Mit dem Regierungsratsbeschluss wurde auch der entsprechende Bruttokredit gesprochen. Das Strassenprojekt kostet 7,7 Millionen Franken. Der Kanton rechnet damit, dass der Bund 1,5 Millionen Franken übernimmt. Der Beschluss mit der Festsetzung des Projekts ist nicht öffentlich. Dies ist dem Datenschutz der Einsprecher geschuldet.

Die beiden Einspracheparteien haben nun eine Verfügung mit Rechtsmittelbelehrung erhalten. Während einer 30-tägigen Frist kann der Regierungsratsbeschluss vor das Zürcher Verwaltungsgericht gezogen werden. Dazu berechtigt sind allerdings nur die beiden bisherigen Einsprecher, neue Rechtsstreitigkeiten sind also nicht mehr möglich. Am 9. April gibt es dann Gewissheit, ob das Projekt wie geplant ab Juni umgesetzt werden kann.

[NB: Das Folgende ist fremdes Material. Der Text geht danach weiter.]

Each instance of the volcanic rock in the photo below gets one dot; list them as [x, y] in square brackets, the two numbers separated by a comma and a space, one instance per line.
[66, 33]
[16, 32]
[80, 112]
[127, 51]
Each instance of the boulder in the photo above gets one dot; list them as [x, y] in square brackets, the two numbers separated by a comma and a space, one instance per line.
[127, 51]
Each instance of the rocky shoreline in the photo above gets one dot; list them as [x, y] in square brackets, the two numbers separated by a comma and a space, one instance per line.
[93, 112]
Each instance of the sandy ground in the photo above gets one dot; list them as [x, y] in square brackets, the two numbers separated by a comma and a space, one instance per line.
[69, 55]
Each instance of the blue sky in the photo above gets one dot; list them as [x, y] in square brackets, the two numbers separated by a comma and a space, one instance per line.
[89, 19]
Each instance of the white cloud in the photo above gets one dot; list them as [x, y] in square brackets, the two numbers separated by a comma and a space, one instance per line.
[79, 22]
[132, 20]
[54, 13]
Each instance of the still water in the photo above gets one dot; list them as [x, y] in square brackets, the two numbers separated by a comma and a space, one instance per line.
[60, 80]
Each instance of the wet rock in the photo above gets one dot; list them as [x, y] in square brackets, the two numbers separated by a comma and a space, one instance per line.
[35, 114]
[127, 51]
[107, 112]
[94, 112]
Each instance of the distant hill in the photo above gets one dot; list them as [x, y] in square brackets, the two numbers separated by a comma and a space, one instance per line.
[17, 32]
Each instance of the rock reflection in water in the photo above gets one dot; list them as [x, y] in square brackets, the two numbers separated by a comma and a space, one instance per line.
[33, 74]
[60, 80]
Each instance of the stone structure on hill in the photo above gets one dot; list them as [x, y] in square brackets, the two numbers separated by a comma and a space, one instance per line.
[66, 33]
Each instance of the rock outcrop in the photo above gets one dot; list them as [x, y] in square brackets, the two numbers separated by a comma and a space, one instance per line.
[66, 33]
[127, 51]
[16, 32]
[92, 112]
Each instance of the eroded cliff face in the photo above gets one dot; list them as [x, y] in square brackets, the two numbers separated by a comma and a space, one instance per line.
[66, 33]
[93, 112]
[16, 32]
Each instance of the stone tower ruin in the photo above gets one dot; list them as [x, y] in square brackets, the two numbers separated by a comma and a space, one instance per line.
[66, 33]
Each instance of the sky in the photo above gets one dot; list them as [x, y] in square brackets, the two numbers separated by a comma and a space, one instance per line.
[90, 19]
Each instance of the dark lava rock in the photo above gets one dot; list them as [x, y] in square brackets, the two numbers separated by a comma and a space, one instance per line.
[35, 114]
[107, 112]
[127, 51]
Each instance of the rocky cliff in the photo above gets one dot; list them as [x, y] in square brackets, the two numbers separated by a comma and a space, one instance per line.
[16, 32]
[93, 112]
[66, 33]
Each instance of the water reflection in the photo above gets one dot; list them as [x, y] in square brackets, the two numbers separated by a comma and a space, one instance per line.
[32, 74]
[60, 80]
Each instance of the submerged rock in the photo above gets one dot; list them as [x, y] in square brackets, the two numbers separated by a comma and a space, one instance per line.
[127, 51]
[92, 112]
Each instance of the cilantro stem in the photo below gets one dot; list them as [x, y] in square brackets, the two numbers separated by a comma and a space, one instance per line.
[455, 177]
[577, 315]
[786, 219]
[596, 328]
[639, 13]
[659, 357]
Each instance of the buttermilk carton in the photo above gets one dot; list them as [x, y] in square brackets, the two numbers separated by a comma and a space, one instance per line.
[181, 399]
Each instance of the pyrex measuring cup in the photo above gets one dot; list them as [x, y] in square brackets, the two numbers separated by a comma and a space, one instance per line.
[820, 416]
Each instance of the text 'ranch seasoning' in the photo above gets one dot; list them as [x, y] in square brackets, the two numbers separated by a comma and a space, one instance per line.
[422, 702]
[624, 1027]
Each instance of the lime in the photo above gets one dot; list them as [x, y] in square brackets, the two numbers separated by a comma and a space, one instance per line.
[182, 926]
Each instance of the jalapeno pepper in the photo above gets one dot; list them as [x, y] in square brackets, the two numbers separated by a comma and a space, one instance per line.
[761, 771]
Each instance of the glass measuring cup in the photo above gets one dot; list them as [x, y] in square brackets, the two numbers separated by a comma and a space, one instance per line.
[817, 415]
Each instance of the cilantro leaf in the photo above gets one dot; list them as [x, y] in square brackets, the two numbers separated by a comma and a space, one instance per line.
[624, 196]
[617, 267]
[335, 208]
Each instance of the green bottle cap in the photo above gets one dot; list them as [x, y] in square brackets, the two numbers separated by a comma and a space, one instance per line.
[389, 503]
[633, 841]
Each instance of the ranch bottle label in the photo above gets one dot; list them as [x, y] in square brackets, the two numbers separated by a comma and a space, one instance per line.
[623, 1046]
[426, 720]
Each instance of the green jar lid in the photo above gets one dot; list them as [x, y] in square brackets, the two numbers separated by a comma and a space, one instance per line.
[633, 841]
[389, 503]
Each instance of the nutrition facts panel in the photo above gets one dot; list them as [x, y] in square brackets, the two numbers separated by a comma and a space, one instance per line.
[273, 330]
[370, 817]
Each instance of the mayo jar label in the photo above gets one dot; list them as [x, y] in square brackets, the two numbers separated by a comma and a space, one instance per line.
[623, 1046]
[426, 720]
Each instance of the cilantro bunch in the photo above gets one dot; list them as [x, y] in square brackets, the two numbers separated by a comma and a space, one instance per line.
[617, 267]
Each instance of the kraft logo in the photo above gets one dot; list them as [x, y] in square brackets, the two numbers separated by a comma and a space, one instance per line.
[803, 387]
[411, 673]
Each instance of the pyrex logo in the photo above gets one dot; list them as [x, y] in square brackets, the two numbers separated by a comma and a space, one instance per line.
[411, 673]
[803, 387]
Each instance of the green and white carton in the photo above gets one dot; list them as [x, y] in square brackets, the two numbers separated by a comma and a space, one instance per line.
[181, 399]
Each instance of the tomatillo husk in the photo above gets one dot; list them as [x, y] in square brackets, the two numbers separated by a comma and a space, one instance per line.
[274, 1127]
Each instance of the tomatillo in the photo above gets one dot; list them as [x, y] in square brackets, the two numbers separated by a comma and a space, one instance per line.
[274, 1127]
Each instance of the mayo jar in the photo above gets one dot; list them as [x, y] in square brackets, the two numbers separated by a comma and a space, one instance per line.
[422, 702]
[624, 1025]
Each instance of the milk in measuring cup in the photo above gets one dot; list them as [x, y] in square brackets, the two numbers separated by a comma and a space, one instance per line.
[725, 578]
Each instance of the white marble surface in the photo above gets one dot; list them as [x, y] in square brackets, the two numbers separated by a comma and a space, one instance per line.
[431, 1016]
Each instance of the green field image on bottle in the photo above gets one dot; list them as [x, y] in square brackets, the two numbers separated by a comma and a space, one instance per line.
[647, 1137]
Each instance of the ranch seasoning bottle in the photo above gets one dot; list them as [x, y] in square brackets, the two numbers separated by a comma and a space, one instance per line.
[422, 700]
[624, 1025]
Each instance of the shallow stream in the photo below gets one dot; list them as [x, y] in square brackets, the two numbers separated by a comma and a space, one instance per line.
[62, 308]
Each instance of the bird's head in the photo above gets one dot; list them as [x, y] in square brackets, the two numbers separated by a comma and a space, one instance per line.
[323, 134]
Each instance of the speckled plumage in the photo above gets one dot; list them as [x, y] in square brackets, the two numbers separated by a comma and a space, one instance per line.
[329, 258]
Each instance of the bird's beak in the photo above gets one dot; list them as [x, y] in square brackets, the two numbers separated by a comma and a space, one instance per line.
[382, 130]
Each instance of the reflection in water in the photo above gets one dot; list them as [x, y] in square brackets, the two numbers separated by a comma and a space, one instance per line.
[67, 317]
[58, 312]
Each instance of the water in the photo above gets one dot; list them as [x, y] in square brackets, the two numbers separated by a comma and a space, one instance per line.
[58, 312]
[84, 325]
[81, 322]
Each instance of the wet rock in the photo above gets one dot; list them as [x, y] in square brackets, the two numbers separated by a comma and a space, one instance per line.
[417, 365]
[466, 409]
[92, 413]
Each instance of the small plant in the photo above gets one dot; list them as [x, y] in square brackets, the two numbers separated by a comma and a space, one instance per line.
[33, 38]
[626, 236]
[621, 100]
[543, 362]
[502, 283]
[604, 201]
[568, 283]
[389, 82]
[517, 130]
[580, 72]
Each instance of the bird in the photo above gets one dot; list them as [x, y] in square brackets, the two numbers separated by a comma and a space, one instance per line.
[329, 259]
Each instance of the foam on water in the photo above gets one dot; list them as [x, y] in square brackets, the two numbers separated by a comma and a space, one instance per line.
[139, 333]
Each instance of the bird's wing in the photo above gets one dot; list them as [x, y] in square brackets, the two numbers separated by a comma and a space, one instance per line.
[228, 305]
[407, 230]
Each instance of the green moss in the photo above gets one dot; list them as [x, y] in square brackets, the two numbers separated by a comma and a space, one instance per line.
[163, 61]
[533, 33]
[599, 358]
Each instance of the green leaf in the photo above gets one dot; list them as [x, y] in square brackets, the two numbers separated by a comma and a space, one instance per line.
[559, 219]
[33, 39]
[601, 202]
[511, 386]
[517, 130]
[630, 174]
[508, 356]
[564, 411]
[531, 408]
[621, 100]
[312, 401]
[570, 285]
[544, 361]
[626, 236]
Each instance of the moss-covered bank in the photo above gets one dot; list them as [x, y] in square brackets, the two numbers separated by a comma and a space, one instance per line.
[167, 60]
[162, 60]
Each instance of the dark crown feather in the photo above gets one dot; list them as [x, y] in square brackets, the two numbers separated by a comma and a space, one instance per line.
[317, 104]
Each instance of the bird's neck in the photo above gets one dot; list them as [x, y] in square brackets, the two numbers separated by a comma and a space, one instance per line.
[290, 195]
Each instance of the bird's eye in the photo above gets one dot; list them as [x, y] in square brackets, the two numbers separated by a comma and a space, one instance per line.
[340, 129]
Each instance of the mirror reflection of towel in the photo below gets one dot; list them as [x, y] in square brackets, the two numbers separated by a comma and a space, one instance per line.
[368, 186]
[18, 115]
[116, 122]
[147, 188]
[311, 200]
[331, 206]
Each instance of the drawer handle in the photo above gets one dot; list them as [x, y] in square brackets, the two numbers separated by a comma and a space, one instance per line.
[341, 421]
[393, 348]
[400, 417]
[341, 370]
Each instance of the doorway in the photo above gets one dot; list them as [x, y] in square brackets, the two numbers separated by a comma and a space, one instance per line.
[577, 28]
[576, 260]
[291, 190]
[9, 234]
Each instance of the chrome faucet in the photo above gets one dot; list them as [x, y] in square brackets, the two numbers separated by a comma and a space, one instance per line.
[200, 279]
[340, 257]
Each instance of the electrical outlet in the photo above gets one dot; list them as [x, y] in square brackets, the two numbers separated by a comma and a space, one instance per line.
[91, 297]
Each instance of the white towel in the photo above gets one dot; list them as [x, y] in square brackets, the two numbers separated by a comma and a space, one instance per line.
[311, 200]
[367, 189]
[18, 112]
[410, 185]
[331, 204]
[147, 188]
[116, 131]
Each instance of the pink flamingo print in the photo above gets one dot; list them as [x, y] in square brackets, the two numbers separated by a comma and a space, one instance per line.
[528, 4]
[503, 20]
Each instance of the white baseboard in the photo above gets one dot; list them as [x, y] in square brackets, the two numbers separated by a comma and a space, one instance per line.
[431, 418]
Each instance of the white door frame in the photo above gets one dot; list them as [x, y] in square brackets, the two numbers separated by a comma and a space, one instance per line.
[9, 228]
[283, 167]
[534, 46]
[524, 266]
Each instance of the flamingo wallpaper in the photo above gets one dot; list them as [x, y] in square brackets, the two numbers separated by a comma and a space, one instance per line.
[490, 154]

Wie Urs Nieffer, der Projektleiter des kantonalen Tiefbauamts, auf Anfrage erklärt, sei es leider nicht auszuschliessen, dass einer der beiden Einsprecher die Sache weiterzieht.

Gebaut wird sowieso ab April

Ganz egal, ob das geschieht oder nicht, wird im betreffenden Oetwiler Teilstück des Projekts Limmattalstrasse ab April gebaut. Grund dafür ist der Ausbau der Regiowärme der Limeco. Dieses Projekt ist im Prinzip unabhängig von jenem des Kantons. Um die Leitung für die Regiowärme zu verlegen, muss der entsprechende Strassenteil nämlich sowieso bereits aufgerissen werden.

«Unser Ziel war es ursprünglich, die Arbeiten der Fernwärme zusammen mit unseren Arbeiten an einen Unternehmer zu vergeben und im April 2017 gemeinsam mit den Bauarbeiten starten zu können», erklärt Projektleiter Urs Nieffer.

Zweites Projekt nicht betroffen

Zum Grossprojekt der flankierenden Massnahmen zum Gubrist-Ausbau gehört in Oetwil noch ein weiteres Projekt. Dabei geht es um den rund 400 Meter langen Abschnitt im Grenzgebiet von Oetwil und Geroldswil. Hier ist bereits im April Baustart; dieses Projekt ist von den Einsprachen nicht betroffen.

Bei den weiteren Projekten – der Limmattalstrasse in Geroldswil, der Umfahrungsstrasse in Weiningen und der Zürcherstrasse in Unterengstringen – sind schon länger alle Rechtsverfahren abgeschlossen.

Die Grossumleitung von Weiningen bis Oetwil, die wegen der Bauarbeiten nötig ist, startet am 18. April. Darauf hätte ein allfälliger Weiterzug der Einsprachen keinen Einfluss.